Paulette Ka‘anohiokalani Kaleikini
Image: Joana Gonzalez

Did the city break the law by authorizing rail without completing a survey for iwi kupuna?

The almost-extinct scent of journalists–coffee, cigarettes, a hint of cheap cologne–wafted from the fast flicking of notepad pages being inked in shorthand. It was May 24, 2012, and in a packed courtroom the Hawaii Supreme Court oral arguments for Kaleikini v. Yoshioka were underway. The issue before the court was whether the City and County of Honolulu illegally approved and began constructing its heavy rail project before completing a surveyof burials.

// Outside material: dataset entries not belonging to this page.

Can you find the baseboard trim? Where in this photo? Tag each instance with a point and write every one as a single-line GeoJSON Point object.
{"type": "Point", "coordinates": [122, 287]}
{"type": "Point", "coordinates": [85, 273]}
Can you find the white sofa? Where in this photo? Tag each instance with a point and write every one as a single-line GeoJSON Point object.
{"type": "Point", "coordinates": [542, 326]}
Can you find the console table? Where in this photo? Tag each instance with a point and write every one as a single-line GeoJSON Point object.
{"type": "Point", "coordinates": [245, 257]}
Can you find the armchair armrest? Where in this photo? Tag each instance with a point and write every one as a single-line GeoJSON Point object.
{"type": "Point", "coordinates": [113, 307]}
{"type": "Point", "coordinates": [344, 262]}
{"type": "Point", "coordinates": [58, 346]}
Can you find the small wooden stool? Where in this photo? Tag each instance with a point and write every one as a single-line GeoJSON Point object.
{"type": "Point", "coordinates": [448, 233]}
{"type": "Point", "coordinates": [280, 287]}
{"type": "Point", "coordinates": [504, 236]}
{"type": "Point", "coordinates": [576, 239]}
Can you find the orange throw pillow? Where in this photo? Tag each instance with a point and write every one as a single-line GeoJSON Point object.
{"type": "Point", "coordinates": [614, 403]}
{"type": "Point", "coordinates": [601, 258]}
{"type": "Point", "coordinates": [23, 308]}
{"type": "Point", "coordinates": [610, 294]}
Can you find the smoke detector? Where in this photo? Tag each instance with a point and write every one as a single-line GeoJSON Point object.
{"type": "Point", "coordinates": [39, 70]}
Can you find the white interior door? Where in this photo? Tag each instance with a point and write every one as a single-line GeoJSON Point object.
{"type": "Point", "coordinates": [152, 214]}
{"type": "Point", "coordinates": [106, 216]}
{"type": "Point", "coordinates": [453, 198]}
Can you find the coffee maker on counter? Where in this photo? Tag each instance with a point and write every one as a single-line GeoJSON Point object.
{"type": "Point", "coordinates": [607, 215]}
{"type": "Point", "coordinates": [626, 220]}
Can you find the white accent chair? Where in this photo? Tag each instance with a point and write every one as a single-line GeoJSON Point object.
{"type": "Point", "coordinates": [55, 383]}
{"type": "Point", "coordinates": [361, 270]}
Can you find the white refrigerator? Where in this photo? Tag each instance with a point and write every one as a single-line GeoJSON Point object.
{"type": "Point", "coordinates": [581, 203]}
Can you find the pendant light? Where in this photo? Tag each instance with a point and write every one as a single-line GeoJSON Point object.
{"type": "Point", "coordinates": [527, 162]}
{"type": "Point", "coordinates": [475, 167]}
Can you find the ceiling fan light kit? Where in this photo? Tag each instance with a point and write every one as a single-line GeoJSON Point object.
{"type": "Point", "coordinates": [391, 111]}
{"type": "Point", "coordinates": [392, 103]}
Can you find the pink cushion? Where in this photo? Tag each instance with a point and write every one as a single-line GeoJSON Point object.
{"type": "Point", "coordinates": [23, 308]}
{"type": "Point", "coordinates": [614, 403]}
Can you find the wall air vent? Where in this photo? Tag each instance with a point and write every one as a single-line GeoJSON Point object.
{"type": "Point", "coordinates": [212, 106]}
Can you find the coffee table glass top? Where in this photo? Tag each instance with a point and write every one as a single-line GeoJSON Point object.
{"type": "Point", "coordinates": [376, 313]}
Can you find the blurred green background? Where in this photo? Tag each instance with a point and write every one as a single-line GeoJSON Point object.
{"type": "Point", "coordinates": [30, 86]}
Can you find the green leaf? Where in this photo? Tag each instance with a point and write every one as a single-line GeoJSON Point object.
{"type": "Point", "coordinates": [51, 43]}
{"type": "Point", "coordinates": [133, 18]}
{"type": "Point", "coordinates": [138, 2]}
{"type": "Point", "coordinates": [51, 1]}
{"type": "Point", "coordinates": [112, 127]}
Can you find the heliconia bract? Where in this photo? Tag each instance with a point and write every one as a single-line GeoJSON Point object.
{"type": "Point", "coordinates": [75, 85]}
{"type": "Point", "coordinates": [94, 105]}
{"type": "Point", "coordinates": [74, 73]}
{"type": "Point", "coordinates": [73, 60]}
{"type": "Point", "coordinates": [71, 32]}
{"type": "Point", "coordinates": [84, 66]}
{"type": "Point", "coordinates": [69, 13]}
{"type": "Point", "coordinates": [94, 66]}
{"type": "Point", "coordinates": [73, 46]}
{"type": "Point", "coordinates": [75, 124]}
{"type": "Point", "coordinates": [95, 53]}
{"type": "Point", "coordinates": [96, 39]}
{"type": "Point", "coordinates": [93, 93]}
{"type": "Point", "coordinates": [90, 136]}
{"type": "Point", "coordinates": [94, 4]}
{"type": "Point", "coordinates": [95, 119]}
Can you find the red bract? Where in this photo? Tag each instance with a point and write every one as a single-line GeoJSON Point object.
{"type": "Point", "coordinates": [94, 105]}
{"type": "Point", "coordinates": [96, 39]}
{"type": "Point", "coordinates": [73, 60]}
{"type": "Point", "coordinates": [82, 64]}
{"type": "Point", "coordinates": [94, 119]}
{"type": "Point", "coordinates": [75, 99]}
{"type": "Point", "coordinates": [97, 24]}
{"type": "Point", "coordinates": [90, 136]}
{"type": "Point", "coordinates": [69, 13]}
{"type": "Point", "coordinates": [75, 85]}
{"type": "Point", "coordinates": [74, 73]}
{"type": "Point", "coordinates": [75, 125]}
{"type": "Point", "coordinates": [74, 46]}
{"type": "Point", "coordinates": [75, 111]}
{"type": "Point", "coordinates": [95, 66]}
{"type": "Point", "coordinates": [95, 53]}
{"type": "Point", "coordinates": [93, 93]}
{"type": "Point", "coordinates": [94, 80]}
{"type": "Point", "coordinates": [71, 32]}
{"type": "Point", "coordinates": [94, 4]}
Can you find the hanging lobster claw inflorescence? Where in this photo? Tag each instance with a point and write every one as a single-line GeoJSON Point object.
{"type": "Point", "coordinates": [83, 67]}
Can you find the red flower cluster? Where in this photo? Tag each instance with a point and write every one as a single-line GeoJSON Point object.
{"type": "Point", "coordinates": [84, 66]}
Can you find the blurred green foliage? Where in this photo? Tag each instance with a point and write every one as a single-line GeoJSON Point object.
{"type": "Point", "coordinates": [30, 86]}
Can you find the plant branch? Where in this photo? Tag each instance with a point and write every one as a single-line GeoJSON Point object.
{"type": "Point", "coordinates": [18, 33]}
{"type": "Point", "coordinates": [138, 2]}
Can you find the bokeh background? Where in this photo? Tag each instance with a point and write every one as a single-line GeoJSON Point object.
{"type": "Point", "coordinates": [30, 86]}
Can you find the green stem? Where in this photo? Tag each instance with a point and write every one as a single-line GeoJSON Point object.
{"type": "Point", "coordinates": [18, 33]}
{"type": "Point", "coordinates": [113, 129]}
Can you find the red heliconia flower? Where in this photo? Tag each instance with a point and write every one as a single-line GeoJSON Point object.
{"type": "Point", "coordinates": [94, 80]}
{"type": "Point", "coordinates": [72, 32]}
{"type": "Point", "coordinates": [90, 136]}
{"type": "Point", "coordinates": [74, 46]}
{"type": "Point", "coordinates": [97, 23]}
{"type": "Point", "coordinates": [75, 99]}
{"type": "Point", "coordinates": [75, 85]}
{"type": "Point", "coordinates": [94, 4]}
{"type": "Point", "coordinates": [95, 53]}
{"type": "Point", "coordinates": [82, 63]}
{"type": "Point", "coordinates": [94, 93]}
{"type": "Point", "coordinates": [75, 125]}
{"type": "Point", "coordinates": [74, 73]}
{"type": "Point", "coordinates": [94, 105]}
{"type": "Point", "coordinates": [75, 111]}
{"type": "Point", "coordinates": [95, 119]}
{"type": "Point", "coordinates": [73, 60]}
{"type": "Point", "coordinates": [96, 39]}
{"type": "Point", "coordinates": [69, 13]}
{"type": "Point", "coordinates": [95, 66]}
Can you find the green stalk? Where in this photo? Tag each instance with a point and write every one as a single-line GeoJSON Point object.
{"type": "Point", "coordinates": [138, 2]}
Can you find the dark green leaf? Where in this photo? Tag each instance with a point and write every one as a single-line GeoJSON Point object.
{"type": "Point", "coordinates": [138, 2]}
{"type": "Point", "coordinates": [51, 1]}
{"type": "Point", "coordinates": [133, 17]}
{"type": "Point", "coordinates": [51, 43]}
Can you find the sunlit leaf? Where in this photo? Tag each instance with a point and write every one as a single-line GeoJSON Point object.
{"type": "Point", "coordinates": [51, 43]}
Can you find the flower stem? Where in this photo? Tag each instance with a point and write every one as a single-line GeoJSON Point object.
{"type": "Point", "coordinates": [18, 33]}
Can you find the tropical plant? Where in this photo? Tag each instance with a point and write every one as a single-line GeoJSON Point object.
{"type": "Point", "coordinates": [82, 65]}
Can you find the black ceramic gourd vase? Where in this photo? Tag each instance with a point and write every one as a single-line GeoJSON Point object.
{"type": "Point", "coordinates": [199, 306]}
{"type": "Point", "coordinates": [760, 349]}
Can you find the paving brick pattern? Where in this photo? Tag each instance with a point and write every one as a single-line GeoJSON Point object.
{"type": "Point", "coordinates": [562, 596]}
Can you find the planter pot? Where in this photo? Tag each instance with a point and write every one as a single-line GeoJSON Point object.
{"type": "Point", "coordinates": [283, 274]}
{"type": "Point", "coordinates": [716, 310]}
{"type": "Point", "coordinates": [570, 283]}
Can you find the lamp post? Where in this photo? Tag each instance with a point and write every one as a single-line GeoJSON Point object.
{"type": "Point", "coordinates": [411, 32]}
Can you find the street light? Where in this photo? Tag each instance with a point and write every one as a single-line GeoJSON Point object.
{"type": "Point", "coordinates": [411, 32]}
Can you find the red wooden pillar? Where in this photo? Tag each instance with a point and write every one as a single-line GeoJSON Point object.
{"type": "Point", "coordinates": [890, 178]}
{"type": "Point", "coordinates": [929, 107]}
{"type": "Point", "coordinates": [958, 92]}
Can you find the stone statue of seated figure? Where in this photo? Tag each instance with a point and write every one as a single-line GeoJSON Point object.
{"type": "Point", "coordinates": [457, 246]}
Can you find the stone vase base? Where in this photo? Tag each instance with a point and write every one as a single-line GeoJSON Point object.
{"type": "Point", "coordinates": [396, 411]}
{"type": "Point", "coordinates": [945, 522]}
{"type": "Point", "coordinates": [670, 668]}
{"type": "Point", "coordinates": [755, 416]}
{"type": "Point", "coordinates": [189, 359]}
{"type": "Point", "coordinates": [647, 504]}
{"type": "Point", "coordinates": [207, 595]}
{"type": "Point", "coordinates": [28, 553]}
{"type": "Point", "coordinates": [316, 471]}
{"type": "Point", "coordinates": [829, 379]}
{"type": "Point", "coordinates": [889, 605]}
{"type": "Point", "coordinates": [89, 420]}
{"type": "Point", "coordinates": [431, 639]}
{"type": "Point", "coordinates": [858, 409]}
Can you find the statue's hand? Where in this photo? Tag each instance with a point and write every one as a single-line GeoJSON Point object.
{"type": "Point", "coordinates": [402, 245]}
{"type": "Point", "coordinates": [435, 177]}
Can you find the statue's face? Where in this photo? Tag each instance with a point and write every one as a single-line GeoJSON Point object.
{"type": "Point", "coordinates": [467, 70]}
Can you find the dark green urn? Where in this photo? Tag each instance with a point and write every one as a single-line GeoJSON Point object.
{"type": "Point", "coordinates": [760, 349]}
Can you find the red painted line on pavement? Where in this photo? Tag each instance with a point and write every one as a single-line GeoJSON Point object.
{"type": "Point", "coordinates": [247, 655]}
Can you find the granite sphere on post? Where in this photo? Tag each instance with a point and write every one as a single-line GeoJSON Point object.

“They’ve done what the rules specifically prohibit,” argued David Kimo Frankel, Native Hawaiian Legal Corporation (NHLC) attorney for plaintiff/appellant Paulette Kaanohiokalani Kaleikini who is a descendent of iwi kupuna (“ancestral bones”) buried in Kakaako, a district rich in history through which the rail is planned to run. The phasing of the rail project, Frankel explained, violates Hawaii Revised Statutes chapters 6E, 343, and 205A) which require that an archaeological inventory survey (AIS) be completed for an entire project before any final decisions as to route or technology are made. A With Phase One underway, an AIS has yet to be completed for Phase Four, the final stretch through Kakaako, despite the high likelihood of discovering burials there. The defendants/appellees in this case include Wayne Yoshioka, director of the city’s Department of Transportation Services; William J. Aila, Jr., Chair of the state Department of Land and Natural Resources a; Puaalaokalani Aiu, administrator of the State Historic Preservation Division (SHPD); Mayor Peter Carlisle and Gov. Neil Abercrombie.

John P. Manaut, special deputies corporation counsel, argued on behalf of Mr. Yoshioka and the city defendants, while William J. Wynhoff, deputy attorney general, argued on behalf of Mr. Aila and the other State defendants, excluding the Oahu Island Burial Council, which had filed a “Statement of No Position” in response to the city’s motion to dismiss at the circuit court level. Both Manaut and Wynhoff argued that the rail could be rerouted if burials were found in Phase Four and debated the definition of “project,” which, they argued, could also mean particular phases. They said the adjustment range for the piers is 75-100 feet, so the route could be relocated in the event that burials are found. . Judge Browning asked: “After spending billions of dollars on construction, how likely is it that the final segment will be moved if iwi are found?”

That would be highly unlikely, according to Melody Kapilialoha MacKenzie, associate professor and director of Native Hawaiian Law program at University of Hawaii-Manoa. “If burials are found during construction, SHPD must be notified immediately and, ultimately, has jurisdiction to decide what happens. Wal-Mart and Ward Villages are good examples of what happens during construction– most times iwi will be moved … It is difficult to make these changes after construction has begun, which is why a good AIS is so important before construction and even before major plans are finalized.”

SHPD administrator Pua Aiu declined to be interviewed due to ongoing litigation.

This case, the NHLC attorneys and Professor MacKenzie say, will set an important precedent for how development and native Hawaiian rights will coexist lawfully. “After the events at Honokahua and the discovery of over 900 iwi [during construction of the Ritz-Carlton hotel], the burials law was enacted in 1990 to ensure that iwi kupuna were respected and properly cared for,” MacKenzie says. “This case is a test of that law and, even more importantly, of how the law is implemented.”